- Born: March 29, 1952 (age 73) Mount Kisco, New York
- Occupation: writer
- Employer: The New Yorker
- Children: 1
- Relatives: Leland Wilkinson (brother) Amie Wilkinson (niece)
- Awards: Robert F. Kennedy Book Award

= Alec Wilkinson =

American journalist

Alec Wilkinson (born March 29, 1952) is an American writer who has been on the staff of The New Yorker since 1980.

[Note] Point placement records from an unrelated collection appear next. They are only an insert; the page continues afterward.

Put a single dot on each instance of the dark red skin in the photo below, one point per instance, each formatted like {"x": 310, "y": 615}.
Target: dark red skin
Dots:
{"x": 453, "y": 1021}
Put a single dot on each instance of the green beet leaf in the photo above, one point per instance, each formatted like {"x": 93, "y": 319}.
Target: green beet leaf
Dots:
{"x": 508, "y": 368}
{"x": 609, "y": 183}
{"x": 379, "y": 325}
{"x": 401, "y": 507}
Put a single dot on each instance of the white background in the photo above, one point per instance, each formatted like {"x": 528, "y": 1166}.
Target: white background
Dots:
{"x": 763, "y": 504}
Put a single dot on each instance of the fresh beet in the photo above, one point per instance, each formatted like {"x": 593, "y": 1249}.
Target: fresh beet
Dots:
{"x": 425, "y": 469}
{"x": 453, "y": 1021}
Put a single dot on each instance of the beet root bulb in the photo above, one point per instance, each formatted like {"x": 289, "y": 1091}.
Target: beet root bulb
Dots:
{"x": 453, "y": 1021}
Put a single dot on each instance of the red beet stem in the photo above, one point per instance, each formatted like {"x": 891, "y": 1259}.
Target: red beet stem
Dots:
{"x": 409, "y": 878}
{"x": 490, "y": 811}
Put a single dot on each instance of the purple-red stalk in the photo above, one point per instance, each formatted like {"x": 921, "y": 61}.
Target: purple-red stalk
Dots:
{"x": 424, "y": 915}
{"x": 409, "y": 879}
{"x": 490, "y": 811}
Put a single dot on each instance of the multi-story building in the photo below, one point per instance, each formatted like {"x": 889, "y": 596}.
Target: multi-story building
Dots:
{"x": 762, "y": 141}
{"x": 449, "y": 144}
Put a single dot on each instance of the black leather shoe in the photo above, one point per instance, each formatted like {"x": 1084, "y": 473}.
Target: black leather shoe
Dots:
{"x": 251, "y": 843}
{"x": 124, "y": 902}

According to The Philadelphia Inquirer, he is among the "first rank of" contemporary American (20th and early 21st century) "literary journalists...(reminiscent) of Naipaul, Norman Mailer and Agee".

==Career==
Wilkinson is the author of eleven books. His most recent book is A Divine Language: Learning Algebra, Geometry, and Calculus at the Edge of Old Age. Before that, he published The Ice Balloon in 2012, an account of the Swedish visionary aeronaut S.A. Andree's attempt, in 1897, to discover the North Pole by flying to it in a hydrogen balloon. He is also the author of "Sister Sorry," a play based on "The Confession," a story of his that appeared in The New Yorker in 1993. “Sister Sorry” had its premiere at Barrington Stage Company in Pittsfield, Massachusetts during their 2021 season.

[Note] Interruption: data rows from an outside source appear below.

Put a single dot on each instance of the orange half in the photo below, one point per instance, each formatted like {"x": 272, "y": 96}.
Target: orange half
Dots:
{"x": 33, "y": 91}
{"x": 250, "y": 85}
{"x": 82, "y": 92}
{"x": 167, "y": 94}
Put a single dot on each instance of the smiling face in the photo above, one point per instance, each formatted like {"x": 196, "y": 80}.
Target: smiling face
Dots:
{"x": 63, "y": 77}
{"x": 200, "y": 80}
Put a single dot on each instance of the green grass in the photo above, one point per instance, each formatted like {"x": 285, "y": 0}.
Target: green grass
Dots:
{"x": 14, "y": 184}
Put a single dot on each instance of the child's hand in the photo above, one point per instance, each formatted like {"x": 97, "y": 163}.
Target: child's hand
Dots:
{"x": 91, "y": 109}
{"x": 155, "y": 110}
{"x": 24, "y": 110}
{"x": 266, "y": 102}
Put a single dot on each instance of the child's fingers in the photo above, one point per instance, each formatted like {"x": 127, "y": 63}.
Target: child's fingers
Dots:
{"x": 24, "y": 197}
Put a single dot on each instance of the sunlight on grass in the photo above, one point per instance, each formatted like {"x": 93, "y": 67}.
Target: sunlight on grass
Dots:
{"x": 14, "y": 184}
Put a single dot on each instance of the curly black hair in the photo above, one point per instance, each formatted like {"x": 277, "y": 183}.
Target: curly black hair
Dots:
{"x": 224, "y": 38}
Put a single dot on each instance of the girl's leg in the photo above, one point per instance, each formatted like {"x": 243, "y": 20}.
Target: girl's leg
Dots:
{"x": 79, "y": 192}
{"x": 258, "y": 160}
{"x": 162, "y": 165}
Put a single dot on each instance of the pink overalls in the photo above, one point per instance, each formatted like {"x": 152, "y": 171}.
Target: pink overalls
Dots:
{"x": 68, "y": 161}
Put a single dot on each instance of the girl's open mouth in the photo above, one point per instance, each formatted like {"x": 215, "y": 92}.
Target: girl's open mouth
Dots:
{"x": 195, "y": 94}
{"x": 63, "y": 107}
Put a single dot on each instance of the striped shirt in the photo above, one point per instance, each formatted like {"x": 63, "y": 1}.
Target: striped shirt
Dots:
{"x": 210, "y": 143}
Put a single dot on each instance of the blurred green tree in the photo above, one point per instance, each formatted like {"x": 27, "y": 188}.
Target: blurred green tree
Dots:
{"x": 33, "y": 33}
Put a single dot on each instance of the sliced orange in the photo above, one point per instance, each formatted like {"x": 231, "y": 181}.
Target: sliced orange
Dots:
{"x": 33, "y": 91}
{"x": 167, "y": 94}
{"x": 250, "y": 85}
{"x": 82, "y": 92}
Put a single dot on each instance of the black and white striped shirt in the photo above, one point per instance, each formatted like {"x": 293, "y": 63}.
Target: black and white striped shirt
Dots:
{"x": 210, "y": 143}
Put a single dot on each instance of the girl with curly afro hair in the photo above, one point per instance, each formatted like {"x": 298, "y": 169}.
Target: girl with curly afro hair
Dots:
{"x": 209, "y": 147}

Before Wilkinson was a writer, he spent a year as a policeman in Wellfleet, Massachusetts, on Cape Cod, which is the subject of Midnights, a Year with the Wellfleet Police, and before that he was a rock and roll musician, playing in a number of bands, including one in Berkeley, California with Tony Garnier, Bob Dylan's longtime bass player and bandleader.

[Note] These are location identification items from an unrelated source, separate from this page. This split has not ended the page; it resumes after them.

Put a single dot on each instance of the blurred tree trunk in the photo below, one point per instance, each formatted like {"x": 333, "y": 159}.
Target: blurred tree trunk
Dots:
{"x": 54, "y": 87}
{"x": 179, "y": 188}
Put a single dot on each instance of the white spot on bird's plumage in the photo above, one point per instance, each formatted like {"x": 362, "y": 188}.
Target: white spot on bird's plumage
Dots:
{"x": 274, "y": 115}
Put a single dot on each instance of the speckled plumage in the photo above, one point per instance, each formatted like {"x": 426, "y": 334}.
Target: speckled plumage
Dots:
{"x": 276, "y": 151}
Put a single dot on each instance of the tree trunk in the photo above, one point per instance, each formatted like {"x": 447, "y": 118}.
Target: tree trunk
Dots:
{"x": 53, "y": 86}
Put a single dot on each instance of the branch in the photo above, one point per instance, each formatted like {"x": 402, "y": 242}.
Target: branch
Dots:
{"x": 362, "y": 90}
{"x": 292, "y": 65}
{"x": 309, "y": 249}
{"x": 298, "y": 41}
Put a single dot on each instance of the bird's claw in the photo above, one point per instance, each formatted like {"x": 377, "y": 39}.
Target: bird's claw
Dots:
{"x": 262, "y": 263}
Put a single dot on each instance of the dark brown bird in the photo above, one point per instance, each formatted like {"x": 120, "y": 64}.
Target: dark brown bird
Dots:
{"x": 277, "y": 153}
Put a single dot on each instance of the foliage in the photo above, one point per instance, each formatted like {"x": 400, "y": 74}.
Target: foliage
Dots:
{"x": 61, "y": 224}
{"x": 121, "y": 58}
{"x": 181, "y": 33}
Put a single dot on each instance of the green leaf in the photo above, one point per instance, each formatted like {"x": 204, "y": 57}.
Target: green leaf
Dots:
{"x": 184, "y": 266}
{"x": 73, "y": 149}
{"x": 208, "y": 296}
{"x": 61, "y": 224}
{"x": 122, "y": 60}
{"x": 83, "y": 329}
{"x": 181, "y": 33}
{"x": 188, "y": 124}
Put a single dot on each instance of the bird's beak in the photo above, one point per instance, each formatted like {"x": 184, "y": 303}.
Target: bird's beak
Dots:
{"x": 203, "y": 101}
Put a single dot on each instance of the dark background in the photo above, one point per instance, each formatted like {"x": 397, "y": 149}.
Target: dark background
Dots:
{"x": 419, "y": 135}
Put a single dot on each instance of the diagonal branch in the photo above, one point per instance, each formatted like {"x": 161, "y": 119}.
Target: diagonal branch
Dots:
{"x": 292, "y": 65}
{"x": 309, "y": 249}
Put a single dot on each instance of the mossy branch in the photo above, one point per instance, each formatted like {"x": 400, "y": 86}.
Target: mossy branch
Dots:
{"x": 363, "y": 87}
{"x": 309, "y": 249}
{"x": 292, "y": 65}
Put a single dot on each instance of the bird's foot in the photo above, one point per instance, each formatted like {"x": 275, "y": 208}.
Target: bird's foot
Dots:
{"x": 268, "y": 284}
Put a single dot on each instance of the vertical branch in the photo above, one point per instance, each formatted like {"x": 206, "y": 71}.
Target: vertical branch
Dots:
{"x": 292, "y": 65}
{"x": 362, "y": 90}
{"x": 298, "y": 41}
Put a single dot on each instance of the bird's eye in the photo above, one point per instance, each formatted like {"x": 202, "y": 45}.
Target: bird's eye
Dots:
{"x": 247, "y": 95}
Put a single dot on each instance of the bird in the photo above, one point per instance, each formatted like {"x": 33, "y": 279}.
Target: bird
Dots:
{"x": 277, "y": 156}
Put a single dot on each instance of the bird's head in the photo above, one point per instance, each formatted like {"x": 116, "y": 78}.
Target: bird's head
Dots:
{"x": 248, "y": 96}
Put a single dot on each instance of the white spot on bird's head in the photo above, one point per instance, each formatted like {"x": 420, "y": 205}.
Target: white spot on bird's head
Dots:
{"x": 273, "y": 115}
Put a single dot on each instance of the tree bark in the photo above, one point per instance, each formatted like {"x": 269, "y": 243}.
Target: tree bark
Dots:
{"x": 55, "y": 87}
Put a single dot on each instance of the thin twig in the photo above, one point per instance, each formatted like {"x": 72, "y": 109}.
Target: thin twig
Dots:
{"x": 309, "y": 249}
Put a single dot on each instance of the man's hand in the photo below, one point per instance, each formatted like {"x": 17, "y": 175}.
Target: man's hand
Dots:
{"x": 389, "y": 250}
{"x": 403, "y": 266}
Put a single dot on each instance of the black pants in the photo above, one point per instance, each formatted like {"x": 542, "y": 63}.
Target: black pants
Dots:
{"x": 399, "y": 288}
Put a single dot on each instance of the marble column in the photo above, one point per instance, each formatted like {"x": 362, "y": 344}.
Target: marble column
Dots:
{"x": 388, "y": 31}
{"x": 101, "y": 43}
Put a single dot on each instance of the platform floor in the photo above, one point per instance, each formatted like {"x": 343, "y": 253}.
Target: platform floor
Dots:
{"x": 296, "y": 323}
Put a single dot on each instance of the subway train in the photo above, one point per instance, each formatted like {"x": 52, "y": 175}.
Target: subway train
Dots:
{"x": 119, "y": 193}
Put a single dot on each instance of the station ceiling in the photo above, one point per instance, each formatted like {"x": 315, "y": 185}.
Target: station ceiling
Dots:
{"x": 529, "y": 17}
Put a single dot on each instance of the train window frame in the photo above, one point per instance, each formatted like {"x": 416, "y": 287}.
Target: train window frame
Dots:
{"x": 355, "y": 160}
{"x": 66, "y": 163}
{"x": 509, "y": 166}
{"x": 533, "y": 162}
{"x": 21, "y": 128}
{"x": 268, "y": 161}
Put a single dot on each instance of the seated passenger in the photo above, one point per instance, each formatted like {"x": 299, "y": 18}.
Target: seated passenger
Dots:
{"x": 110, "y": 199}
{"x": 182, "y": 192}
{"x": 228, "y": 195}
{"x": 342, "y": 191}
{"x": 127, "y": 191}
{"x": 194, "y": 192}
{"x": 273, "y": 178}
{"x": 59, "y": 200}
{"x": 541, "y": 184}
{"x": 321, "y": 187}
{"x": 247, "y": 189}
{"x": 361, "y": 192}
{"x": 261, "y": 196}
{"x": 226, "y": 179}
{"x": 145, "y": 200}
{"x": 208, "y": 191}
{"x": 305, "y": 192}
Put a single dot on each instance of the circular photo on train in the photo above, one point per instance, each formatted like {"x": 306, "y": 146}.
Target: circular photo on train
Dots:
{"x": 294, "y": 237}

Wilkinson began writing when he was 24, showing work to William Maxwell, his father's friend, who in addition to being a novelist and short-story writer, had for forty years been an editor of fiction at The New Yorker. They worked together closely for years. Maxwell died in July 2000. My Mentor describes their friendship.

==Personal life==
Wilkinson is married, has a son, and lives in New York City. He is the brother of computer scientist Leland Wilkinson.

==Awards==
Wilkinson's honors include a Lyndhurst Prize and a Robert F. Kennedy Book Award. He received a Guggenheim fellowship in 1987.

==Publications==
===Books===
- Midnights, a Year with the Wellfleet Police. New York: Random House, 1982.
- Moonshine: a Life in Pursuit of White Liquor. New York: Knopf, 1985. ISBN 0394545877.
- Big Sugar (1989).
- The Riverkeeper (1992). ISBN 0679741348
- A Violent Act (1993). ISBN 0679749829
- My Mentor (2002). ISBN 0618382690
- Mr. Apology and other essays (2003). ISBN 0618123113
- The Happiest Man in the World (2007). ISBN 1407013114
- The protest singer : an Intimate Portrait of Pete Seeger. New York: Alfred A. Knopf, 2009. ISBN 0307272370
- The Ice Balloon (2012). ISBN 000746004X
- A Divine Language (2022). ISBN 1250168570

===Articles===
- "Illuminating the Brain's 'Utter Darkness'" (review of Benjamin Ehrlich, The Brain in Search of Itself: Santiago Ramón y Cajal and the Story of the Neuron, Farrar, Straus and Giroux, 2023, 447 pp.; and Timothy J. Jorgensen, Spark: The Life of Electricity and the Electricity of Life, Princeton University Press, 2021, 436 pp.), The New York Review of Books, vol. LXX, no. 2 (February 9, 2023), pp. 32, 34–35.
- "The Wandering Physicist" (review of Alec Nevala-Lee, Collisions: A Physicist's Journey from Hiroshima to the Death of the Dinosaurs, Norton, 2025, 338 pp.), The New York Review of Books, vol. LXXIII, no. 4 (12 March 2026), pp. 26–27. "In the twentieth century, perhaps no physicist, and maybe no scientist, ranged more widely or with more effect than Luis Alvarez..." (p. 26.)